Weather is a big component when fishing, and each year things are different. Extremely hot or cold weather can slow down one kind of fishing while speeding up another.
For example, sailfish tend to be in Florida in winter because water is cooler, while mahi tend to visit in the summer because the water’s warmer. You can catch some mahi in March, when the water starts to get warmer, but not in the numbers you’ll see when summer hits.
The reef starts on the patch reef in 25 feet of water, and then gets deeper as you head out to the outer edge of the reef. The reef stops basically at 100 feet, where the main ledge is. Some days, the water is clear and it’s easy to see the fish. Other days, it’s murky and green, but at times that can be better fishing because the fish can’t see the line.
With reef fishing, we’ll be fishing anywhere between 25 to 100 feet of water and target snapper and grouper. At certain times of the year, mackerel will get thick on the reef, and that’s a lot of fun to fish. How far we go out depends on which fish we’re targeting. If we’re looking for yellowtail snapper, we will fish deeper, because the chances are better in the deep for the bigger yellow tails. However, if we’re targeting mangrove snappers, we’ll fish for those in shallower 25-40 foot range.
While on the reef you never know what you will see, it is very beautiful and holds a lot of different types of life
Once you’re past the reef (generally speaking the reef stops at about 100 feet deep) there’s sand with a few small rock piles and hard bottom areas, where the bottom depth varies. Sunken boats or wrecks occur anywhere in shallows from 120 feet deep to past 250 feet deep, so this is where our wreck fishing starts.
Like at the reef, you’ll catch snapper and grouper, but the fish out on the wrecks tend to be much larger in size. While that’s exciting if you’re looking to land the big one, they can be much harder to fish and it takes much more skill than fishing out in the reefs. But don’t worry! Anyone can learn how to do it with good guidance.
Other fish you’ll find on the wrecks include snapper, grouper, amberjack, permit, African pompano, wahoo, mackerels, and Goliath grouper.
There’s a very wide range of snappers we see, including yellowtail, vermillion, mutton, and gray snappers, and a variety of groupers as well.
You find a lot of cool fish at this point, such as sailfish, dolphin, wahoo, cobia, blue marlin, and swordfish. Live bait and trolling methods are used for offshore fishing.

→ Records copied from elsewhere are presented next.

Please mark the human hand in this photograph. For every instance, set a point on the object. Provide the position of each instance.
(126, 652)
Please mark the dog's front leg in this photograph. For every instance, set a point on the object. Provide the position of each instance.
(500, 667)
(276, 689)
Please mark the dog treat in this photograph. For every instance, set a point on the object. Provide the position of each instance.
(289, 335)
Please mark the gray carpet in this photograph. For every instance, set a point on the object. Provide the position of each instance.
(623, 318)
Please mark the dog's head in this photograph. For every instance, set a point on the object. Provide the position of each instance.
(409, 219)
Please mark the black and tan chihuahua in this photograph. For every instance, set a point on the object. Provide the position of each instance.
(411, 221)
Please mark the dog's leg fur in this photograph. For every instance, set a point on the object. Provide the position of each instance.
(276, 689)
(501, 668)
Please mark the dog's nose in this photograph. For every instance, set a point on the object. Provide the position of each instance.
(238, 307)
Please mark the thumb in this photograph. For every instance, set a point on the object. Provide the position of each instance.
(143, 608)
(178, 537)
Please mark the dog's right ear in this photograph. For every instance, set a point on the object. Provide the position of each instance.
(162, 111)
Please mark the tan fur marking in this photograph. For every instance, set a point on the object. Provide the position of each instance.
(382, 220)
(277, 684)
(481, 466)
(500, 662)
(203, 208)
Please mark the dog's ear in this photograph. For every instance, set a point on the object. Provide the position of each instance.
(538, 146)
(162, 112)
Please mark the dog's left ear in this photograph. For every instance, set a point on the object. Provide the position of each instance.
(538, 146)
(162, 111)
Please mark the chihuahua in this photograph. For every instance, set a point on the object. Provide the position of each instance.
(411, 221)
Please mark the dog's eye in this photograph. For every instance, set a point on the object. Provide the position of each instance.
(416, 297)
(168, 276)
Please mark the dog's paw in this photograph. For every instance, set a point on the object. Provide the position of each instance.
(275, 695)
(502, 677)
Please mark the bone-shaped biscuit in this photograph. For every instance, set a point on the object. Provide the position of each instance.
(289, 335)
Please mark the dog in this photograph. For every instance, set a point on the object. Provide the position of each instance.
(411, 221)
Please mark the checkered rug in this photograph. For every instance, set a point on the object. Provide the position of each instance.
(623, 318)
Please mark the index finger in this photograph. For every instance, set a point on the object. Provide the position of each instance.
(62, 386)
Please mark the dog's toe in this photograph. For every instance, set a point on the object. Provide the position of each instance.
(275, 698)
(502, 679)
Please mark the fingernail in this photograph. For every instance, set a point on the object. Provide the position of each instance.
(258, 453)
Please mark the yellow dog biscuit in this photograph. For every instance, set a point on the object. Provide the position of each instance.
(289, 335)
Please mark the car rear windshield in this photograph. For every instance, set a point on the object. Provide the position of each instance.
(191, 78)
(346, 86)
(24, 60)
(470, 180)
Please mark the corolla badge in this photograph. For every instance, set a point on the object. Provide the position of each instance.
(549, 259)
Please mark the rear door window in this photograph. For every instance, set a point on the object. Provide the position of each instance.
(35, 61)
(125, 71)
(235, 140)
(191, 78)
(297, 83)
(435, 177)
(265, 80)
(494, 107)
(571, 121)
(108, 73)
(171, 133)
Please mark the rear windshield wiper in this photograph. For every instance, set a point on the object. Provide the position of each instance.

Deep dropping is a technique used with electric reels and a lot of lead, anywhere from 400 feet of water, to over 1500 feet. The bait will be fished on or very near the bottom. A few types of fish that we catch while doing this include; snowy grouper, yellow edge grouper, queen snapper, tile fish, barrel fish and swordfish.
Most of the deep dropping is done in the summertime while we are out looking for dolphin, it gives us an opportunity to put another species of fish on the dinner table for you.